Histoire du violoniste jaloux, 95

 

[…] Le quatrième enfin était une étude au pastel de Joseph Ducreux pour le portrait du violoniste Beppo. Ce virtuose italien dont la popularité resta vive pendant la période révolutionnaire (« Ze zouerai du violone », répondit-il quand, sous la Terreur, on lui demanda comment il comptait servir la Nation), était arrivé en France au début du règne de Louis XVI. Il ambitionnait alors d’être nommé Violon du Roi, mais ce fut Louis Guéné qui fut choisi. Dévoré par la jalousie, Beppo rêvait d’éclipser en tout son rival : ayant appris que François Dumont venait de peindre une miniature sur ivoire représentant Guéné, Beppo se précipita chez Joseph Ducreux et lui commanda son portrait.
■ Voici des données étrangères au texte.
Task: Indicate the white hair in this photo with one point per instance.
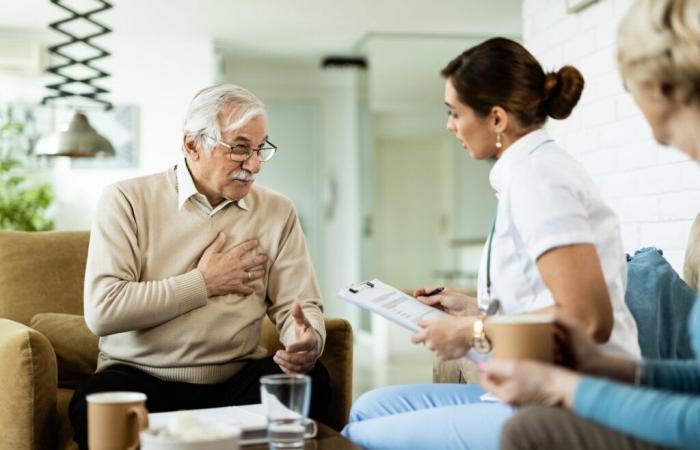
(659, 42)
(202, 118)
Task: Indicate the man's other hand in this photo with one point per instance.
(231, 271)
(300, 356)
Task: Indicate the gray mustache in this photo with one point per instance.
(242, 175)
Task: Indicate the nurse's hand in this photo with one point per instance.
(448, 336)
(449, 301)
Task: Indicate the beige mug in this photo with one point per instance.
(525, 336)
(115, 420)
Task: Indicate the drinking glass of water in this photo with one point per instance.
(286, 399)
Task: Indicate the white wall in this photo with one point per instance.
(654, 190)
(159, 75)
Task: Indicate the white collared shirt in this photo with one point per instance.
(546, 199)
(186, 190)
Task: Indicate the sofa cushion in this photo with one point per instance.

Le peintre accepta, mais il apparut bientôt que le fougueux instrumentiste était incapable de garder la pose plus de quelques secondes ; le miniaturiste, après avoir vainement tenté de travailler en présence de ce modèle volubile et excité qui l’interrompait à tout instant, préféra bientôt renoncer, et il ne reste de la commande que cette esquisse préparatoire où Beppo, débraillé, les yeux au ciel, le violon bien en main, l’archet prêt à attaquer, s’efforce apparemment d’avoir l’air encore plus inspiré que son ennemi.